A expectativa dela é positiva, apesar do cenário sombrio. “Acho que as coisas vão melhorar porque o número de casos já diminuiu na China, onde já conseguiram parar por lá, e já estão surgindo remédios como esse da malária (que ainda estão sendo testados), e logo, logo acho que vão descobrir uma vacina. Eu acredito que logo, logo, tudo isso vai passar. Infelizmente muitas pessoas não estão ligando pra isso, com algumas delas indo para as ruas e pensando que estão de férias. Isso é aqui, nos Estados Unidos, mas também no Brasil e em outros lugares, com exceção de onde está mais crítico”.

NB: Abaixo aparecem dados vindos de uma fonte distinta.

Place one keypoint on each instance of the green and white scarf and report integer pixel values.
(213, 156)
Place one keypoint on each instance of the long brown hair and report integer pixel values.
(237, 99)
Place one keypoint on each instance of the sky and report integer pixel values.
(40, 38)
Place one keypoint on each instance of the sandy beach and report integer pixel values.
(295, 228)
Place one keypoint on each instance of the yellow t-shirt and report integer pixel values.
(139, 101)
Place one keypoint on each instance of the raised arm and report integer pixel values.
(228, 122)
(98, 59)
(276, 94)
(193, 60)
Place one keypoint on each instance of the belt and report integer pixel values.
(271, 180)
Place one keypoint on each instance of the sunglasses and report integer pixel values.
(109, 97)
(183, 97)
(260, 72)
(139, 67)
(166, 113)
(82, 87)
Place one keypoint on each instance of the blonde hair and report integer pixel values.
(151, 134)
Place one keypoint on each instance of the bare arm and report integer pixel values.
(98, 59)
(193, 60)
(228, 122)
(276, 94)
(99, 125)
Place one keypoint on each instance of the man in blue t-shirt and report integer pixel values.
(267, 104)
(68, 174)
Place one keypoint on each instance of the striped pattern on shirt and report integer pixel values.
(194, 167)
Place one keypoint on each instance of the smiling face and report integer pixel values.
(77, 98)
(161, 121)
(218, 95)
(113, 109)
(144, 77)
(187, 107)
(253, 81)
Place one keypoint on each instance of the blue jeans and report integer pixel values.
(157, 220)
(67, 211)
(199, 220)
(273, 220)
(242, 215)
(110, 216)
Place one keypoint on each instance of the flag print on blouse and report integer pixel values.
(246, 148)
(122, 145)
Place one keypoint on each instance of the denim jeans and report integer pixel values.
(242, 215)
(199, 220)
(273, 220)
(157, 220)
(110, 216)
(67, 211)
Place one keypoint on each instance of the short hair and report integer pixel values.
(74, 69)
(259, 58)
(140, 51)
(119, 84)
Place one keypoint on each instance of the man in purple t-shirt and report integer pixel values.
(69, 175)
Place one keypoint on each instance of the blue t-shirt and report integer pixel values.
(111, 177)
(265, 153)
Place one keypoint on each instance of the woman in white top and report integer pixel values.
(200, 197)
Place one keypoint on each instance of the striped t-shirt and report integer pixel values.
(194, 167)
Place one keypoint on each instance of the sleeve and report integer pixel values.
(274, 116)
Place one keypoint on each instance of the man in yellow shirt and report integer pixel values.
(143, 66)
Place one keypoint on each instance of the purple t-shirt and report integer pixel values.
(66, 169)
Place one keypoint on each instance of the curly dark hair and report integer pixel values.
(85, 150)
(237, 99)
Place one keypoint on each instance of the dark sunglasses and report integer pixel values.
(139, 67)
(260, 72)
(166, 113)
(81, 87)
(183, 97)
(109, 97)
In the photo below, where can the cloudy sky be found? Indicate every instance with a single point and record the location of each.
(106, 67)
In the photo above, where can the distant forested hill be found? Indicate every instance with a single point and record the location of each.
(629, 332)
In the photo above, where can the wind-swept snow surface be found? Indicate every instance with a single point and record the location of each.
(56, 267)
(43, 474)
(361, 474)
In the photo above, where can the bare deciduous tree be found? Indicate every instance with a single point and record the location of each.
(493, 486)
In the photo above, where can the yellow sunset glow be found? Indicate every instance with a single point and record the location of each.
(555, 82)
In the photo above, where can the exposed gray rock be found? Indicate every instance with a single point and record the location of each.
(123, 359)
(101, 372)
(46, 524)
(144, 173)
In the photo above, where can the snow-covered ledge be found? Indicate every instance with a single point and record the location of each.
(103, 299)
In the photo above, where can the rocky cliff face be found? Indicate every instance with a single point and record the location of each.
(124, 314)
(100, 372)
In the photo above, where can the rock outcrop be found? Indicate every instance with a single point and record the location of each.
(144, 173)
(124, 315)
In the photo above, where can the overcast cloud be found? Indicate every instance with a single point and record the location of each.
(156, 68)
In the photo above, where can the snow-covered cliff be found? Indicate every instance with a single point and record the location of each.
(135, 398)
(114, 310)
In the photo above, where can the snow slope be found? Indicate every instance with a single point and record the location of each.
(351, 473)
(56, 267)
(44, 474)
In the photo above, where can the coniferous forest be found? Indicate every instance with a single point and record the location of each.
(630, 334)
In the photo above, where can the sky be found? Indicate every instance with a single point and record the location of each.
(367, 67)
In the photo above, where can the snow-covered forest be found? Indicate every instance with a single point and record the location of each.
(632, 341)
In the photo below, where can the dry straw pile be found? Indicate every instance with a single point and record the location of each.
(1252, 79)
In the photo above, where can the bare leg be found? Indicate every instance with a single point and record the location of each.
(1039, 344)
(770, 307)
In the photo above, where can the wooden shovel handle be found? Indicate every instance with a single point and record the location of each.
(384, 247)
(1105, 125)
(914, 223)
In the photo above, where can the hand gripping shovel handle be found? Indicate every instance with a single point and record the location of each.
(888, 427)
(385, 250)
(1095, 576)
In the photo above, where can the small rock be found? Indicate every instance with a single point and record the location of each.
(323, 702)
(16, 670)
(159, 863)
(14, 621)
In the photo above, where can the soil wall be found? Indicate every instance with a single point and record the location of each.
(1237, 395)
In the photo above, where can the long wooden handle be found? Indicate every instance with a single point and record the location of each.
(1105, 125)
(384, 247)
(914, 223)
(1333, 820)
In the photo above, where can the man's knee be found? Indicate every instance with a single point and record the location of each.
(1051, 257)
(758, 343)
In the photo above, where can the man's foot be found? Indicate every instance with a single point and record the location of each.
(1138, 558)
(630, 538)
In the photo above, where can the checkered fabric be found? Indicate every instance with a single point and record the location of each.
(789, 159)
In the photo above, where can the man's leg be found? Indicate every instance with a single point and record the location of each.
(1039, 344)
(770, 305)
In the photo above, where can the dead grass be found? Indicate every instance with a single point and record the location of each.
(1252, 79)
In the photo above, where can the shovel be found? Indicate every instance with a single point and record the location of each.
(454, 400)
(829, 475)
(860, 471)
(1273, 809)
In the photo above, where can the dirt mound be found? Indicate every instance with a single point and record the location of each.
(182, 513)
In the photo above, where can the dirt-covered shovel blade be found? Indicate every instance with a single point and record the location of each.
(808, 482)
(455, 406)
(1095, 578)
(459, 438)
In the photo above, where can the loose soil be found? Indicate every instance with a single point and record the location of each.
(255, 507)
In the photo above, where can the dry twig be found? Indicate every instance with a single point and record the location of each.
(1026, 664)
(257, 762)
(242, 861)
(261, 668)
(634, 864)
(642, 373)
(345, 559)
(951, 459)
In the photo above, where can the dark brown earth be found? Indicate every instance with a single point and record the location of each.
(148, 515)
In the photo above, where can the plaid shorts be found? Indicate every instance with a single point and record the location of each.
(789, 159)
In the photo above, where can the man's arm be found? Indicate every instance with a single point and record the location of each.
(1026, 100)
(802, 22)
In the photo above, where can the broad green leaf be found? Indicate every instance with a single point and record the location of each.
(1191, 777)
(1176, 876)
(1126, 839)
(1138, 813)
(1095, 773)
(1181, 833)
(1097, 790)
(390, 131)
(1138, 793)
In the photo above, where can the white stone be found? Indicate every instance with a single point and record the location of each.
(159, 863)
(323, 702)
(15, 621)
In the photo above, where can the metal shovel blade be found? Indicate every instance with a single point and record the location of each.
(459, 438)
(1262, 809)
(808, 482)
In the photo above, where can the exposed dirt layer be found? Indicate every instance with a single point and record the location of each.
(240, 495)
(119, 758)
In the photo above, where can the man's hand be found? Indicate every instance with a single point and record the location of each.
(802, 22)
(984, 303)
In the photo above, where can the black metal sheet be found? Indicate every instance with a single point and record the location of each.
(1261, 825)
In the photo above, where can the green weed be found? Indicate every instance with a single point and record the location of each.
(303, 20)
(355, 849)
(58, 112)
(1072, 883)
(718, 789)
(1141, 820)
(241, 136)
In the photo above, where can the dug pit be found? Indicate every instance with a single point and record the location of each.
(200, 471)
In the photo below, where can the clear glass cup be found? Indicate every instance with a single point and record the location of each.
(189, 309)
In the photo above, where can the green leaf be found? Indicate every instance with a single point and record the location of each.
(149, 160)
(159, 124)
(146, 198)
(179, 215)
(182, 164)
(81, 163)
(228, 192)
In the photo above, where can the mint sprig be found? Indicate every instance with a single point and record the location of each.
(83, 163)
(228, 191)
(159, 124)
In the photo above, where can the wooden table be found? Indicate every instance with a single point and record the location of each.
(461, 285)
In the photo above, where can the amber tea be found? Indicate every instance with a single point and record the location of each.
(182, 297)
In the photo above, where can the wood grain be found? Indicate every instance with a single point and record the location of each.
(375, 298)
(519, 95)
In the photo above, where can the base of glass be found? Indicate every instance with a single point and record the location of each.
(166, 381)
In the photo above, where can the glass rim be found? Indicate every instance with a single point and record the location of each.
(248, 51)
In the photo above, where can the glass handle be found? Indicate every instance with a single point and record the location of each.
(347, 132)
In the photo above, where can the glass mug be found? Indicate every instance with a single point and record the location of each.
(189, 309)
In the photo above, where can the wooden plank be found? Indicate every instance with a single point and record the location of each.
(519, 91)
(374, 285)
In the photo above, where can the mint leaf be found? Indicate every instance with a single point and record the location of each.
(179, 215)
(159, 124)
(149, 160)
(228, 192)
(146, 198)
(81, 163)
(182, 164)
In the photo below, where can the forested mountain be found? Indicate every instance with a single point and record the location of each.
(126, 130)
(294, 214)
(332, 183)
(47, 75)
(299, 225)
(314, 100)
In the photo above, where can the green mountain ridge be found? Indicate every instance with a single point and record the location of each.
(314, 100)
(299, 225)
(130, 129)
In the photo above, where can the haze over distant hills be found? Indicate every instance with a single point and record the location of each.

Mãe de um casal, ela fala que dfica preocupada com ambos no Brasil. “É claro que eu fico preocupado pois estou longe deles. Se eles ficarem doentes eu não sei o que vou fazer. Fica complicado, e eu fico com medo”, declara ela.

Filho em Manaus

Um dos filhos de Josely que está em Manaus é o músico carioca Yargo Azaro, que conta entrar em contato com a mãe sempre para ficar informado da situação.

“Sempre que possível entro em contato com a minha mãe, que mora nos Estados Unidos. Pergunto se ela está bem e peço para que tenha muito cuidado com esse vírus tão perigoso. Nesse momento de pandemia, o mundo todo precisa estar atento às precauções que devem ser tomadas para evitar piores consequências”, disse ele., para quem a conscientização da população é essencial.

“Acredito que quanto mais pessoas se conscientizarem de que é preciso fazer a sua parte para que possamos passar por esse momento de calamidade, mais rápido poderemos voltar a ter nossas vidas como costumavam ser”, disse o músico que, com a proibição da abertura de bares e restaurantes em Manaus diz gastar o deu tempo de quarentena conversando com amigos e outros familiares.  

“Como músico, a decisão do governo de encerrar todas as atividades de bares, restaurantes por tempo indeterminado me afetou muito. Não tenho como exercer a minha profissão, portanto não tenho como me manter como gostaria mas, como cidadão, eu entendo que é algo super necessário. Ninguém quer passar por isso, mas é preciso tomar essas medidas extremas para que consigamos reduzir o avanço dessa doença”, comentou o músico esclarecido.

Blog: Raquel Ohana, 67, amazonense em Lisboa, Portugal

“Aqui em Portugal estamos seguindo as orientações do Governo.  Estamos em casa. Distanciamento social de 2 metros. Os idosos só devem sair entre 8 e 9 da manhã. Os bombeiros voluntários e autoridades fazem ronda para confirmar o recolhimento. Aqui estamos sob controle graças a Deus! O principal é ficar em casa e lavar as mãos conforme orientação.  Os trabalhos que podem ser feitos a distância, ficam em casa e os que são necessário que seja presencial, fazem rodízios. Os aeroportos, portos, fronteiras, estão sob controle. É constante a orientação que só saiam de casa para irem ao supermercado e farmácia. Hoje tivemos sol e alguns não cumpriram as recomendações da Direção Geral da Saúde, mas, já está tudo resolvido”.